This case arises under the so-called Lautenburg Amendment of 1997, amending the Gun Control Act of 1968. The government argued for an expansive definition of what constitutes a Misdemeanor Crime of Domestic Violence, under which a person who engages in offensive touching, pushing, or even spitting in the context of a domestic relationship meets the federal requirement of “physical force.” The penalty for such an act is a lifetime ban on firearms ownership, and even innocent efforts to purchase or possess a firearm can result in the person becoming a felon.

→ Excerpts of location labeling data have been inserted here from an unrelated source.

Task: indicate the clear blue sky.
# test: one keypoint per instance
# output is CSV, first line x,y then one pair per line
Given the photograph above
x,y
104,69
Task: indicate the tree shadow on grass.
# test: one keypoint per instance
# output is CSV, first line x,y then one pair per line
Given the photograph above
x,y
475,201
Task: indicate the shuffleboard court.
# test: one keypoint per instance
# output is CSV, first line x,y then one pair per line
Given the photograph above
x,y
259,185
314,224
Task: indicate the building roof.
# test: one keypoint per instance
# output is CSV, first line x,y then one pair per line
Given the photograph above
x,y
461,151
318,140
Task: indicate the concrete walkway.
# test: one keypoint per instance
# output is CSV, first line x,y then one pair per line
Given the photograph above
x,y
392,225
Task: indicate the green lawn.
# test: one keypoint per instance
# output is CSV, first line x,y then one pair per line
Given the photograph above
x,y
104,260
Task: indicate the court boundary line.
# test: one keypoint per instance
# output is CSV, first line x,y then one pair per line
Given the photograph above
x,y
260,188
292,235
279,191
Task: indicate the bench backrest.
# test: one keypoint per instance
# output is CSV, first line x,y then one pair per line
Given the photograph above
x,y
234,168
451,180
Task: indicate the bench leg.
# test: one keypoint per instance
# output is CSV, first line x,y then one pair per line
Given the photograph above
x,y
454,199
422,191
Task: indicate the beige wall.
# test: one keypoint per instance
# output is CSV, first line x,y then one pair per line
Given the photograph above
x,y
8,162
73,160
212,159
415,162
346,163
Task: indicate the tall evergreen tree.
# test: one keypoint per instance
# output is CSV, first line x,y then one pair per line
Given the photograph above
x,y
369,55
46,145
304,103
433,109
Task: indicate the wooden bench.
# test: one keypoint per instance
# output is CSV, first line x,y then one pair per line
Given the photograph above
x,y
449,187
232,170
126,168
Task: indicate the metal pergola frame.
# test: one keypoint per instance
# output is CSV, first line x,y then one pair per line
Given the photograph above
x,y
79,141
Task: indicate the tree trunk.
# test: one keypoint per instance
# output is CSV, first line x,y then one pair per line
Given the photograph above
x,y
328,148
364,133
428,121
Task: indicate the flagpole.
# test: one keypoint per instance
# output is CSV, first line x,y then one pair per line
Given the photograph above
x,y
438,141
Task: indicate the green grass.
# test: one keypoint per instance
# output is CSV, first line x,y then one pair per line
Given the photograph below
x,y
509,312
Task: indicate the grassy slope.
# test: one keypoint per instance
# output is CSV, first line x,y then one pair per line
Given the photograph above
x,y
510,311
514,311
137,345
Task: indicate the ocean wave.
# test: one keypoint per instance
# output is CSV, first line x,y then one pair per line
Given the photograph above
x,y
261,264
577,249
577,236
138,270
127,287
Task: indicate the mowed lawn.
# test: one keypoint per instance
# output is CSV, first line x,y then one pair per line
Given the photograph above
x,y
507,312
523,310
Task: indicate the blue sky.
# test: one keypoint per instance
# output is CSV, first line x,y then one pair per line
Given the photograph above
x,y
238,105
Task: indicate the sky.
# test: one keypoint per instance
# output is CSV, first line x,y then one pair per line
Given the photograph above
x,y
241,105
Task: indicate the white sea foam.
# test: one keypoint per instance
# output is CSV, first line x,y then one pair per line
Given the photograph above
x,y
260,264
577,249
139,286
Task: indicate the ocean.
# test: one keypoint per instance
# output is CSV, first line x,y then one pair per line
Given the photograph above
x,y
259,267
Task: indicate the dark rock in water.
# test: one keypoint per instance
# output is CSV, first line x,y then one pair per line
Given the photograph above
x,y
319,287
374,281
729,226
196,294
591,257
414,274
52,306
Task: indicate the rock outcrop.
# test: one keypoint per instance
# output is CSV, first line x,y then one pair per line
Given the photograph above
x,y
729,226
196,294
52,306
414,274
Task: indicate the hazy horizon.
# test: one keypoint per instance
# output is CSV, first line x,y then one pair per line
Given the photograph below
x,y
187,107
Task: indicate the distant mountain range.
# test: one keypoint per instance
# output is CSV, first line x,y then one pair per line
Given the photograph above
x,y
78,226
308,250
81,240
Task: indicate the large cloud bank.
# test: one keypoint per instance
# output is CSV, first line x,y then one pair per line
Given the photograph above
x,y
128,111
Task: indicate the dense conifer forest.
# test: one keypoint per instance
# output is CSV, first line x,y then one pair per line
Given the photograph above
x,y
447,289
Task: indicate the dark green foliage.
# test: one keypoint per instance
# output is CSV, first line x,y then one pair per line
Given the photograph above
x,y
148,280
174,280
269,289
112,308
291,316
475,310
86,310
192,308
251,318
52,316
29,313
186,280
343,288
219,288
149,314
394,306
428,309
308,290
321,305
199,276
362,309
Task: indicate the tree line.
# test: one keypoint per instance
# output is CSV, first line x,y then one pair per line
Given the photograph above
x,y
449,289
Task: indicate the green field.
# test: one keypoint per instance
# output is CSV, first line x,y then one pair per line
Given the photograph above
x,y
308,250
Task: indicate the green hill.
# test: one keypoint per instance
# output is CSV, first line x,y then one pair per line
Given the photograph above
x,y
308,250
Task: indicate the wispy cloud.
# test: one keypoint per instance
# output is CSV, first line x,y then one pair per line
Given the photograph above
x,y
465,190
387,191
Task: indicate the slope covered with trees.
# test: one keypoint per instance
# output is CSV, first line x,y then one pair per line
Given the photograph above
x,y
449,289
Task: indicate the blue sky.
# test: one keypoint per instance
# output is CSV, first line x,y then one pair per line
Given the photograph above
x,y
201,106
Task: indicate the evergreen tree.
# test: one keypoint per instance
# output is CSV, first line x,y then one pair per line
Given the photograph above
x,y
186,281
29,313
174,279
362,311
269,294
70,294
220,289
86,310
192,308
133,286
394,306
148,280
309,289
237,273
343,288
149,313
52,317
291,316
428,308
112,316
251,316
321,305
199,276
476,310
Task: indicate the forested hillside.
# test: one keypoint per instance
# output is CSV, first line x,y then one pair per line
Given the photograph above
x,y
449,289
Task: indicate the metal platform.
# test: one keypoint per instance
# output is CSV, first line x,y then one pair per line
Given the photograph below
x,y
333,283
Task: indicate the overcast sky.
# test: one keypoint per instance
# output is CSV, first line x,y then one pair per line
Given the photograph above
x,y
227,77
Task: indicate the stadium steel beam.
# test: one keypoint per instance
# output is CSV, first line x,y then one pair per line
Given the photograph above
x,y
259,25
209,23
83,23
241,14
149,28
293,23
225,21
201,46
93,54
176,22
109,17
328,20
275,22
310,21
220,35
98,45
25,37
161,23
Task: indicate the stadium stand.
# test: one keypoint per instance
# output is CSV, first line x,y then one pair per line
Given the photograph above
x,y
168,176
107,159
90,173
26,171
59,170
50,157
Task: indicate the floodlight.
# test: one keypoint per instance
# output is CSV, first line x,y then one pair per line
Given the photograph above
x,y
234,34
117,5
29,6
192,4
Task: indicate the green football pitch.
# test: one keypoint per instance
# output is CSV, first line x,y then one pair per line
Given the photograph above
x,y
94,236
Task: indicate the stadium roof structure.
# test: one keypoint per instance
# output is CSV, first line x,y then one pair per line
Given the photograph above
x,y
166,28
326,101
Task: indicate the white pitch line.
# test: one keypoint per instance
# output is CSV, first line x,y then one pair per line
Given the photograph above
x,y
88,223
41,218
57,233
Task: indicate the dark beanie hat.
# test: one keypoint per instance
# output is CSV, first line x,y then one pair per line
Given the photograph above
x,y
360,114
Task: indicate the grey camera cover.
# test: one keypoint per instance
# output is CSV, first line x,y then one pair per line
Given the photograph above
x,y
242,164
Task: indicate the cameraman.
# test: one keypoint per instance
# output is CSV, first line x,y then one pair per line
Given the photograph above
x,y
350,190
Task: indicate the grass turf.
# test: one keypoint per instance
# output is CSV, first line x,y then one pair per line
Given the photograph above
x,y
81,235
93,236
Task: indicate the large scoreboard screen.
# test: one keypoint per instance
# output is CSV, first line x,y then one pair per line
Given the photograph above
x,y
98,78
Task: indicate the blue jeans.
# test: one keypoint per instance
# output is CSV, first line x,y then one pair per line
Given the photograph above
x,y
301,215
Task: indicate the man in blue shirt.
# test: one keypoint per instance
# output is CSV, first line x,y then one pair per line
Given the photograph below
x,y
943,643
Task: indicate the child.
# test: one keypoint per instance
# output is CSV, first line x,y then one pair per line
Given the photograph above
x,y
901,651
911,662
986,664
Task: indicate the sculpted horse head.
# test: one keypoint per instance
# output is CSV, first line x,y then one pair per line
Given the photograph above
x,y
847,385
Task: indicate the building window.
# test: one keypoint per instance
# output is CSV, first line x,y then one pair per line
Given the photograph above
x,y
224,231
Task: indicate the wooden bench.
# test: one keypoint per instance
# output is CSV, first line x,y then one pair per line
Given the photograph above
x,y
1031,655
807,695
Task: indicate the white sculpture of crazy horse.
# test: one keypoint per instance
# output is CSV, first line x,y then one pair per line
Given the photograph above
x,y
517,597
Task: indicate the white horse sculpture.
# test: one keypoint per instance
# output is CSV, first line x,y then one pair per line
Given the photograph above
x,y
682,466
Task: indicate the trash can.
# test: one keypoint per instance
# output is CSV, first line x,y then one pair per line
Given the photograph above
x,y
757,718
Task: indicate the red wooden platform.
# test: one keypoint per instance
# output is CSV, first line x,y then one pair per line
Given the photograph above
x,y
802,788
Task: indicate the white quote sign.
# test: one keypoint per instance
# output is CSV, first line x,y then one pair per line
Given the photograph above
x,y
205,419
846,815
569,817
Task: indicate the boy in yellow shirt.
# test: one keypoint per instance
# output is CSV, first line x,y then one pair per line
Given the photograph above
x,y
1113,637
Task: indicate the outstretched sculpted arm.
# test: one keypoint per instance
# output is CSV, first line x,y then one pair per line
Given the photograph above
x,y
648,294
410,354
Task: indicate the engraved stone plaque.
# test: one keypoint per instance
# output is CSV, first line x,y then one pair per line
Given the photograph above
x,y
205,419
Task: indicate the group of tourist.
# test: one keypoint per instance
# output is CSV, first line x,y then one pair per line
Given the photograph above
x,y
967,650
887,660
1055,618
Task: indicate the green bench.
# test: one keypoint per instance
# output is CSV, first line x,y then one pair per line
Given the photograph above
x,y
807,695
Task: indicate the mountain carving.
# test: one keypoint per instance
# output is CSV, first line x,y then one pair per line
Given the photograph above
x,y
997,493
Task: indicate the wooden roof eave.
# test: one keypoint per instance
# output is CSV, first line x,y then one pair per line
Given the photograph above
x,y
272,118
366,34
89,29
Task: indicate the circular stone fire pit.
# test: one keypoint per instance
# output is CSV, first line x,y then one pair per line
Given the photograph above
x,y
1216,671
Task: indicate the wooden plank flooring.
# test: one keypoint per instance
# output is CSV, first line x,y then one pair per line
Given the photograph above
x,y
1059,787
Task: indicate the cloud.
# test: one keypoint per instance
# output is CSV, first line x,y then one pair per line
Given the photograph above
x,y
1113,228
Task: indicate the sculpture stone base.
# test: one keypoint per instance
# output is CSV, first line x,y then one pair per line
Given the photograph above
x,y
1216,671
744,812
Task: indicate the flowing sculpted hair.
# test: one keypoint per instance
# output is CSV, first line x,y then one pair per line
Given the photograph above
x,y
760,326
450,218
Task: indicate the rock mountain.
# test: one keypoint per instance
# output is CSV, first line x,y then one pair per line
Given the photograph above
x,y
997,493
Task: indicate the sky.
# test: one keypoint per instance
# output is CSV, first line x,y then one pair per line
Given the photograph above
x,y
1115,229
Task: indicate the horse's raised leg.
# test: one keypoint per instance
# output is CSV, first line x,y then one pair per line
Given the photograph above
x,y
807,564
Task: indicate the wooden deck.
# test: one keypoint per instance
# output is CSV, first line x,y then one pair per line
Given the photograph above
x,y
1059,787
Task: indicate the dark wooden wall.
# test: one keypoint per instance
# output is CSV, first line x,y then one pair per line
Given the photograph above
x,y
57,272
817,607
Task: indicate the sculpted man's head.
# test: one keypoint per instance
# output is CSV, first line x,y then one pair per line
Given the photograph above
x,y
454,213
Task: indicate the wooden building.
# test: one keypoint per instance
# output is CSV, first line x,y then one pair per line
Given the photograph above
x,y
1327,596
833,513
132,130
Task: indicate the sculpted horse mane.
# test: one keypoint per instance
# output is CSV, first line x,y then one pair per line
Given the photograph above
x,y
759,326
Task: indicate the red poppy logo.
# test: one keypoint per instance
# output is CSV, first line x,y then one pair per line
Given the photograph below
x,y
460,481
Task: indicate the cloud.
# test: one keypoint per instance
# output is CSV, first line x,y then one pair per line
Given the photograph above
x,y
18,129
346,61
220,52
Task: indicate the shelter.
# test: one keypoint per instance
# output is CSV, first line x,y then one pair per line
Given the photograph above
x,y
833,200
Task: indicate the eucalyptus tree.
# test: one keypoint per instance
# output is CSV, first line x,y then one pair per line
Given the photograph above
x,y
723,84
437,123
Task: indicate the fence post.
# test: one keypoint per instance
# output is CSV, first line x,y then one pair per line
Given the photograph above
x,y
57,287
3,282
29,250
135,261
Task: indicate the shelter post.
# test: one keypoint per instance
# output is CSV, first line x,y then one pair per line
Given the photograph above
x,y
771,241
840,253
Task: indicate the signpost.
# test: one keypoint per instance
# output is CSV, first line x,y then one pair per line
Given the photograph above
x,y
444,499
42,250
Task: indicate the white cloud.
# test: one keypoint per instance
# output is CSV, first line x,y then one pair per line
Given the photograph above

CLDEF’s amicus curiae brief pointed out that it is not up to the Bureau of Alcohol, Tobacco, Firearms, and Explosives or the courts to give the statute a different meaning than chosen by Congress, in order to widen a statute’s effect. Moreover, after the Lautenberg Amendment was enacted, states were free to amend their laws, or enact new ones, in order to word them in such a way that they be covered by the Lautenberg Amendment. Finally, our brief argued that if the Court adopted the government’s broad understanding of what constitutes a Misdemeanor Crime of Domestic Violence, serious constitutional implications would arise with respect to the Second Amendment and defense of “hearth and home.”
The U.S. Supreme Court ruled in favor of the government, holding that the “physical force” requirement is satisfied by an “offensive touching” that satisfies a common-law battery conviction.